# Thread: Our Only Even Prime Number

1. ## Our Only Even Prime Number

We know that 2 is our only even prime number. My question is WHY?

2. ## Re: Our Only Even Prime Number

Hellio, nycmath!

We know that 2 is our only even prime number.
My question is WHY?

If you know the definition of a Prime Number,
. . the reason should be obvious.

Consider the other even numbers: . $4,\,6,\,8,\,10,\,\hdots$

All of them are composite numbers: . $(2\!\cdot\!2),\,(2\!\cdot\!3),\,(2\!\cdot\!4),\,(2 \!\cdot\!5),\, \hdots$

3. ## Re: Our Only Even Prime Number

Originally Posted by nycmath
We know that 2 is our only even prime number. My question is WHY?
If you want to think like a mathematician, then this an impossible question. You CAN'T know something unless you know WHY.

4. ## Re: Our Only Even Prime Number

Originally Posted by nycmath
We know that 2 is our only even prime number. My question is WHY?
A prime number is a natural number that only has 1 and itself as factors.

The only factors of 2 are 1 and 2, thus 2 is prime.

Every other even number as a factor of 2 (this is the definition of being even), thus is not prime.

So 2 is the only even prime.

5. ## Re: Our Only Even Prime Number

Just to extend the thinkung a bit - just as 2 is the only multiple of 2 that is a prime number, so also is 3 the only multiple of 3 that is prime, 5 is the only multiple of 5 that is prime, 7 is the only multiple of 7 that is prime, etc.

6. ## Re: Our Only Even Prime Number

Originally Posted by Prove It
A prime number is a natural number that only has 1 and itself as a factor.
With that definition, isn't 1 a prime number?

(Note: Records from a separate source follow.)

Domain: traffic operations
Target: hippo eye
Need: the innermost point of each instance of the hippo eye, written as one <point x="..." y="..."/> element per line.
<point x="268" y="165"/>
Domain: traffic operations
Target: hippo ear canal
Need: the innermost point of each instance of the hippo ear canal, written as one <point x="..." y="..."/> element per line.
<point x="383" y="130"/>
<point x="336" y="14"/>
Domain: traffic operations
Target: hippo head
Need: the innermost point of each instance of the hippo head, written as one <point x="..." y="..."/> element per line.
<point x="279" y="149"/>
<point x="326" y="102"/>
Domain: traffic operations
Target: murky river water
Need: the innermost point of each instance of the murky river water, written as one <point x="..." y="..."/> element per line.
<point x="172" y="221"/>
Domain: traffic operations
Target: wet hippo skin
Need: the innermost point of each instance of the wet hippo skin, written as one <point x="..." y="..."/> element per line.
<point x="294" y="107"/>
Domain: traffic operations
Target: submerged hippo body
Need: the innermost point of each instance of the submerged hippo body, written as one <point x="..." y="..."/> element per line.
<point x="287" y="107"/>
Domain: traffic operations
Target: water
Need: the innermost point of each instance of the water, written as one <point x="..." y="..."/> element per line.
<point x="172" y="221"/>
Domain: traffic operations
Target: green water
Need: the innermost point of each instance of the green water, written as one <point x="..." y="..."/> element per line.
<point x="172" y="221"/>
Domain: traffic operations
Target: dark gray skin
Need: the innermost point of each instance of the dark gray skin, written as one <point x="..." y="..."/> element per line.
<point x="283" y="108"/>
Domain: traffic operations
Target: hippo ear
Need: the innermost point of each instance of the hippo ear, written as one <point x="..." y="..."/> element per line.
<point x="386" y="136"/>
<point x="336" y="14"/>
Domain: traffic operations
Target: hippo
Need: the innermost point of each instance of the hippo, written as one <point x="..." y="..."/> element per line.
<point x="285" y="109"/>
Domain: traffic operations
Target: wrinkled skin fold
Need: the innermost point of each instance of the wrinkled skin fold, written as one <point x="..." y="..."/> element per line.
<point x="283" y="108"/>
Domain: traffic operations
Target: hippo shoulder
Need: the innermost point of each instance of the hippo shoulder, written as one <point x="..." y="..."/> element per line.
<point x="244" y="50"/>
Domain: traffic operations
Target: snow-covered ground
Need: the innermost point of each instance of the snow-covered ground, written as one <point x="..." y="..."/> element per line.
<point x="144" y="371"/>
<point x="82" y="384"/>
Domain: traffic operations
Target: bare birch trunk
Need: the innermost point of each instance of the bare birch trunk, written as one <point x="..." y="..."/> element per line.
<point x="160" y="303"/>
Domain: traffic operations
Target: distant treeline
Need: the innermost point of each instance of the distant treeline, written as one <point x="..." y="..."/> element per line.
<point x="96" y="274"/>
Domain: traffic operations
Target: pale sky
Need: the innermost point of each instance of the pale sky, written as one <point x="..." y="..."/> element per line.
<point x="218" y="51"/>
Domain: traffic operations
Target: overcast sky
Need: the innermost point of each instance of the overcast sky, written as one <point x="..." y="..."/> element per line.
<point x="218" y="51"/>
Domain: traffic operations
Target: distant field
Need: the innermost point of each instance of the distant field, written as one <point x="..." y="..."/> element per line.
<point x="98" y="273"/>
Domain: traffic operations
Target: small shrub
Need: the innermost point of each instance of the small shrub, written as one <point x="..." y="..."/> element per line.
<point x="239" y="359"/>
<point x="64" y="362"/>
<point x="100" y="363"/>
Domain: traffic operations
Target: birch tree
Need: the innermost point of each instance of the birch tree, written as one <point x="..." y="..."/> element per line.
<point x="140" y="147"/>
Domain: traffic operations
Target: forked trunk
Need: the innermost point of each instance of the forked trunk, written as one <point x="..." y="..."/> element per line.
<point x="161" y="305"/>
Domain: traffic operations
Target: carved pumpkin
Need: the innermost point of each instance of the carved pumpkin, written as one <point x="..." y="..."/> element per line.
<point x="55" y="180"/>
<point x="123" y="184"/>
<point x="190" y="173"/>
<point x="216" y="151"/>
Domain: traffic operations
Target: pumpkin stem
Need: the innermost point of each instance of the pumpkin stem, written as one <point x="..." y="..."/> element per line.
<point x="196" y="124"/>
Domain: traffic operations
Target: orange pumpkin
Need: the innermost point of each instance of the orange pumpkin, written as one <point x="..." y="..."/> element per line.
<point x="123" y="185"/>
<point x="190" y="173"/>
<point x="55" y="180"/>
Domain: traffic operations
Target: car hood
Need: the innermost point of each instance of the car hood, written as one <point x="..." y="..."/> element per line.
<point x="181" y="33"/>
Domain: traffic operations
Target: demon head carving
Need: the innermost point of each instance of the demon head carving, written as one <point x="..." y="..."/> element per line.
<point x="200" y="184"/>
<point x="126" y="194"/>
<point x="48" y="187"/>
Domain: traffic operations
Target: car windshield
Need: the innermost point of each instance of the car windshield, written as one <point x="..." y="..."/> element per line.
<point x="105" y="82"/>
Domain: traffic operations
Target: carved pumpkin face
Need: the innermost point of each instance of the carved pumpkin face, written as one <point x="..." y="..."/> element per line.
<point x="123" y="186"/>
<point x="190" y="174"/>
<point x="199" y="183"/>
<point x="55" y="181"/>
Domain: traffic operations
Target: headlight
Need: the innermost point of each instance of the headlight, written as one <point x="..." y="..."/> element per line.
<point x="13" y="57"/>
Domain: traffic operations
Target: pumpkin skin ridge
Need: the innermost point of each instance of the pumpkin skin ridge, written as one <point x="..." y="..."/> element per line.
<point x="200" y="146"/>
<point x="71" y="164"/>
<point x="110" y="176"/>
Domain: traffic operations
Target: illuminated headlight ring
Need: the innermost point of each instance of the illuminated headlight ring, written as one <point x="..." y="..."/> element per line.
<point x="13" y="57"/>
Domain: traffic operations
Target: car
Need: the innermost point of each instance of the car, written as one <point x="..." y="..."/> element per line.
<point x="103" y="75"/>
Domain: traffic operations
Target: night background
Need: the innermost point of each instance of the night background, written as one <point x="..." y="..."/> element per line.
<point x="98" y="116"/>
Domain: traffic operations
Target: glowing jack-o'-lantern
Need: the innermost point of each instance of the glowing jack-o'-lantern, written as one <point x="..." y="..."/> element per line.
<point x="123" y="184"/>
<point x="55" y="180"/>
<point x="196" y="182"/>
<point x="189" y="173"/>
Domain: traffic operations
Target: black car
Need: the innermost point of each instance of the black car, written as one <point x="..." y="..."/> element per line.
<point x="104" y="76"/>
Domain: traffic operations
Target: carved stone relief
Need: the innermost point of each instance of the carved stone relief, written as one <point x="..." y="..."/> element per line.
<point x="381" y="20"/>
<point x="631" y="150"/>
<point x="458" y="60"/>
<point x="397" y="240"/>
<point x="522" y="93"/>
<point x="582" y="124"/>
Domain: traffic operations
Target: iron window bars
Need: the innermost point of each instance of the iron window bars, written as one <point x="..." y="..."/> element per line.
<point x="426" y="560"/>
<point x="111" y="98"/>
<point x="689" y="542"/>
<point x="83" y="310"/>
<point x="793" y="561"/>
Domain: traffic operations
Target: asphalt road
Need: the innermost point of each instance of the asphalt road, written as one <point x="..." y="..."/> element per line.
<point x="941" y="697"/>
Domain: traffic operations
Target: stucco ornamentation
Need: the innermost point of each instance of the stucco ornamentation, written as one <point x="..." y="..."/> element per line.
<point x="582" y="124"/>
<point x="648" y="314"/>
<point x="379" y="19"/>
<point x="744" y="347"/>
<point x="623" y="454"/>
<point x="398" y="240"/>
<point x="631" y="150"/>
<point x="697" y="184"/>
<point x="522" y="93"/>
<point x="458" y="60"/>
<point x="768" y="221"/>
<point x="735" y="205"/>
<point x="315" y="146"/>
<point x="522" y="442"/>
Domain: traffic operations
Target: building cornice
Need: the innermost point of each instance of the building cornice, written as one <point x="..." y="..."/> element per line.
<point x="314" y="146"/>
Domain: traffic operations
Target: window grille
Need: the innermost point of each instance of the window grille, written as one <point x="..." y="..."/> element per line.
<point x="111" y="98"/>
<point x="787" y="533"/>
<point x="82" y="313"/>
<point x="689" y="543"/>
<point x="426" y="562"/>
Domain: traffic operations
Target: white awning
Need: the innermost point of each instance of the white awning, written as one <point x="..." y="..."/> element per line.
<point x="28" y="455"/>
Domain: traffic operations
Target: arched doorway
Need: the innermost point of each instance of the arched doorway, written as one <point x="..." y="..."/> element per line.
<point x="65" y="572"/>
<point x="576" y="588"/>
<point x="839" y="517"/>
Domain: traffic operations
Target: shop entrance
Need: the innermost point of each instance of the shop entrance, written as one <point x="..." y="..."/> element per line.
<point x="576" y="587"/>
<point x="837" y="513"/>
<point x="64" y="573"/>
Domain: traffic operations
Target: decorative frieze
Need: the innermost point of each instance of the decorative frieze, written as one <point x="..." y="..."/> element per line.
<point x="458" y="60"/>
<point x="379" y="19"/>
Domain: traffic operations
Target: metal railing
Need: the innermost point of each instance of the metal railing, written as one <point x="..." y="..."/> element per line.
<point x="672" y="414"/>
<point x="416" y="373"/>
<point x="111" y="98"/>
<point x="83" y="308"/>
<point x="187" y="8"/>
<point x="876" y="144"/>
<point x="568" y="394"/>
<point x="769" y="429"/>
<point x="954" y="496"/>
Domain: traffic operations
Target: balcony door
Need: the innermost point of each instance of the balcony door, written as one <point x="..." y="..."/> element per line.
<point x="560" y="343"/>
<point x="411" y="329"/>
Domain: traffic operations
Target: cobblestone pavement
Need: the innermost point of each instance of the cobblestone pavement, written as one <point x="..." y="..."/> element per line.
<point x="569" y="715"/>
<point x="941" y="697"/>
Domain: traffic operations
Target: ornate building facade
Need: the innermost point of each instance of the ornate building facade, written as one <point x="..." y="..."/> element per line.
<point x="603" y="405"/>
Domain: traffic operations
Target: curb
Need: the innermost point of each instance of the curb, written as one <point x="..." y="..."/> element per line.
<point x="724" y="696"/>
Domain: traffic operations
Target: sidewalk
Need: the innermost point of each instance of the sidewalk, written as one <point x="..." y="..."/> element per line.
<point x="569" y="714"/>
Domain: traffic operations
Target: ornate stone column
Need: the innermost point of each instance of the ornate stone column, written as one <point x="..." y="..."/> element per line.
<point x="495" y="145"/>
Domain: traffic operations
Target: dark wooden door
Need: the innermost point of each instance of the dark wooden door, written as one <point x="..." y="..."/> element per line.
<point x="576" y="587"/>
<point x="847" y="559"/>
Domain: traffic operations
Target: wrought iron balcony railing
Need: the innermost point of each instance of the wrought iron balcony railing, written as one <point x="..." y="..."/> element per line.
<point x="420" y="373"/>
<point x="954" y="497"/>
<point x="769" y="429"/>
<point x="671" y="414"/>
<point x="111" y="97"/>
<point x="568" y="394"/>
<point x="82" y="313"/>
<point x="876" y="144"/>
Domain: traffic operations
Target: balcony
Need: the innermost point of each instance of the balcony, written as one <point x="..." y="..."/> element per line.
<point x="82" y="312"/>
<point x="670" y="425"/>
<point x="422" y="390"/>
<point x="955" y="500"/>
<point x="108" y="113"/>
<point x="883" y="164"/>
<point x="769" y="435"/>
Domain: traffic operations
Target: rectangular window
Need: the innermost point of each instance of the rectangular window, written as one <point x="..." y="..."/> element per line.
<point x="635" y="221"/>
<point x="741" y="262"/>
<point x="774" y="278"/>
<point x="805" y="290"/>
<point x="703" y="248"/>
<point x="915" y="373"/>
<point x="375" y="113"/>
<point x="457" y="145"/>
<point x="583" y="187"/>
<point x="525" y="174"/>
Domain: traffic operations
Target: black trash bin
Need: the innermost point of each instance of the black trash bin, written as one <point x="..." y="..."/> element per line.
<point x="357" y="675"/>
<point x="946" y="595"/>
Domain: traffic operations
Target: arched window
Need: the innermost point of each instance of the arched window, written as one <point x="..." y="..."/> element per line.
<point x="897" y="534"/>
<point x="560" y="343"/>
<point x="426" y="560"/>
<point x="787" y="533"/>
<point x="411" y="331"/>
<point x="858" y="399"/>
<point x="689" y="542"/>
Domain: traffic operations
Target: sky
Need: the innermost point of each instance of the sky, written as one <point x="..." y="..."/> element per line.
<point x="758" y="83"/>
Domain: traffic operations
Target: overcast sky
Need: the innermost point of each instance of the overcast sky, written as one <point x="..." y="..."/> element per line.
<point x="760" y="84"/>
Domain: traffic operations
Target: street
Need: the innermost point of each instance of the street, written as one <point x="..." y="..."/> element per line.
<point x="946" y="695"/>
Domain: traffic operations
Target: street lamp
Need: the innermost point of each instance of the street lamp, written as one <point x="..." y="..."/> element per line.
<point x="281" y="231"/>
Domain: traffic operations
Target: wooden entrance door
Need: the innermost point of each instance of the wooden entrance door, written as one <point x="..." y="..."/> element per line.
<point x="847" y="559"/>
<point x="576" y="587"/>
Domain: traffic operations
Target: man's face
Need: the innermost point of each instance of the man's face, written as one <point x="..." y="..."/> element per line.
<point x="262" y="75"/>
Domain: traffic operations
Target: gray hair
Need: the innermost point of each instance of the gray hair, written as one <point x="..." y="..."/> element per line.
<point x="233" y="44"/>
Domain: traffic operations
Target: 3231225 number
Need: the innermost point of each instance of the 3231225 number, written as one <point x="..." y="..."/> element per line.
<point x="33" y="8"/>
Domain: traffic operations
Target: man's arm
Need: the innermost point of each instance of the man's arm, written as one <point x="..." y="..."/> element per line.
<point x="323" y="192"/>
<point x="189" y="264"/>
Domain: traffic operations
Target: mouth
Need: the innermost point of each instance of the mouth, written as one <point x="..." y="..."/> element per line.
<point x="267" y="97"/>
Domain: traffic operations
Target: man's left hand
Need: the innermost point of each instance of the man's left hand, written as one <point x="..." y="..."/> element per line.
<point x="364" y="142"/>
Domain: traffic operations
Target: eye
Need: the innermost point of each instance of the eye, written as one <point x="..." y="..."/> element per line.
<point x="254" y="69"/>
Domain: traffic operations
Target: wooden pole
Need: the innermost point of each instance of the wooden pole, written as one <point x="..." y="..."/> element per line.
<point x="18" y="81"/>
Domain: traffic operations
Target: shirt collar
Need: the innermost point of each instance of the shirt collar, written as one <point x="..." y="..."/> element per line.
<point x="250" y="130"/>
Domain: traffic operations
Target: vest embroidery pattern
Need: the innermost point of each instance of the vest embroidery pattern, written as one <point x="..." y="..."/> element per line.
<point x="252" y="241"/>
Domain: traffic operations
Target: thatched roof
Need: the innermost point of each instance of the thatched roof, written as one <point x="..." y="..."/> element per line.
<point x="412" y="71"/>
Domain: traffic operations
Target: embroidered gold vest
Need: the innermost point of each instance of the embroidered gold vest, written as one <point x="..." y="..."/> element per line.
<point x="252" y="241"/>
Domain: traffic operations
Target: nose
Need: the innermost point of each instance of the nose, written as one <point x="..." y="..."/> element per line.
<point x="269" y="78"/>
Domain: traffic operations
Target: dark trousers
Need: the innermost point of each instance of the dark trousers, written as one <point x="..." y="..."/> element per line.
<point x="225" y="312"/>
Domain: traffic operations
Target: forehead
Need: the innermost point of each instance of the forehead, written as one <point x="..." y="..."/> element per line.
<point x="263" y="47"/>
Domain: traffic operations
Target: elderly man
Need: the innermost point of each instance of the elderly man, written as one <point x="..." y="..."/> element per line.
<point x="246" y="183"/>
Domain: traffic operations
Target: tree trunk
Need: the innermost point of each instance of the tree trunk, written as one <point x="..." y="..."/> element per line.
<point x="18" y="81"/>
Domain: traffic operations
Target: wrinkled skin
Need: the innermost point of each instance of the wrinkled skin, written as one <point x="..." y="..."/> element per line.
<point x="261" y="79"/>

7. ## Re: Our Only Even Prime Number

Originally Posted by Plato
With that definition, isn't 1 a prime number?
A prime must have exactly two positive divisors - 1 and the number itself. The number 1 has only one divisor, and hence is not priime.

8. ## Re: Our Only Even Prime Number

Originally Posted by ebaines
A prime must have exactly two positive divisors - 1 and the number itself. The number 1 has only one divisor, and hence is not priime.
Well yes, you do quote the correct definition. That was not at all my point, go back and carefully read my post including the quote.
I quoted the post that said "An positive integer is prime if it has only one and itself as factors". That definition makes one a prime. Now it is common to use that definition; I once heard Keith Devlin use it in a talk.

9. ## Re: Our Only Even Prime Number

Very interesting replies. Thank you everyone.